From what I can tell in the photo, that looks like a predatory mite . . . unless you have God's personal macro lens, you won't get that clear of a shot of a grain mite.

Incidentally, I work in a lab where a good portion of my duties involve recording populations of "good" and "bad" mites, so I know how to tell the difference.  

Edit:  By the way, predatory mites are good and help to keep the bad mite populations in check.  They'll happily scavenge your scorpion's leftovers if there's no mites for them to feed on, though.


----------



## 357wheelgunner (Apr 18, 2008)

I saw one crawing up the glass on the side of my emporers' tank, I was going to find some isopods outside tomorrow.

Would that clear them up and help with the scraps from the scorp food?


----------



## JMoran1097 (Apr 19, 2008)

if you have a pretty hefty infestation, your best bet is to remove the scorpion from the enclosure and either replace the substrate (really unnecessary)  or remove the mite-infested substrate, "wash" it (includes re-soaking it and wringing it out), and then putting it in the oven to kill any leftover eggs or small mites that could still be present.

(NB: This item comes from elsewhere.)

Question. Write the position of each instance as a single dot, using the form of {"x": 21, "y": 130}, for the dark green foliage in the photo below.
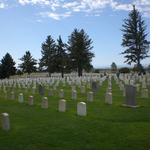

then re-soak the substrate while doing all the normal for substrate replacement, replace the false bottom, and then your scorp, and you're done.


----------



## Galapoheros (Apr 20, 2008)

If they are the annoying slow moving grain mites that is usually the annoying mite infestation we get in the hobby, the frustrating problem is that when you clean everything, because of their nature to hang out on arthropods, there almost certainly will be ones on your scorp that you don't see.  So they crawl off your scrop and begin walking around on the sub you just cleaned up.  If you keep them starved by taking out all leftovers, you can possibly get rid of them, or at least you can prevent a population explosion and keep them under control that way.  It's been working for me anyway.


----------



## Mr. Mordax (Apr 20, 2008)

Until I see a size reference photo, or a shot of it on a scorpion, I'm not convinced it's a grain mite.


----------



## Galapoheros (Apr 20, 2008)

More pics would certainly help.  I wish he'd take a close up of part of one of the scorps, he's got the camera to do it.  Kind of looks like he left.


----------



## electrophyste (Apr 21, 2008)

Galapoheros said:


> More pics would certainly help.  I wish he'd take a close up of part of one of the scorps, he's got the camera to do it.  Kind of looks like he left.


no i didnt leave i just replaced the substrate they were in all my scorp tank except for my desert scorp tank, they were even in my pacman frog tank, they wernt any on my scorp i did a thurow inspection on all of them

i havent seen any yet

thanks for the info


----------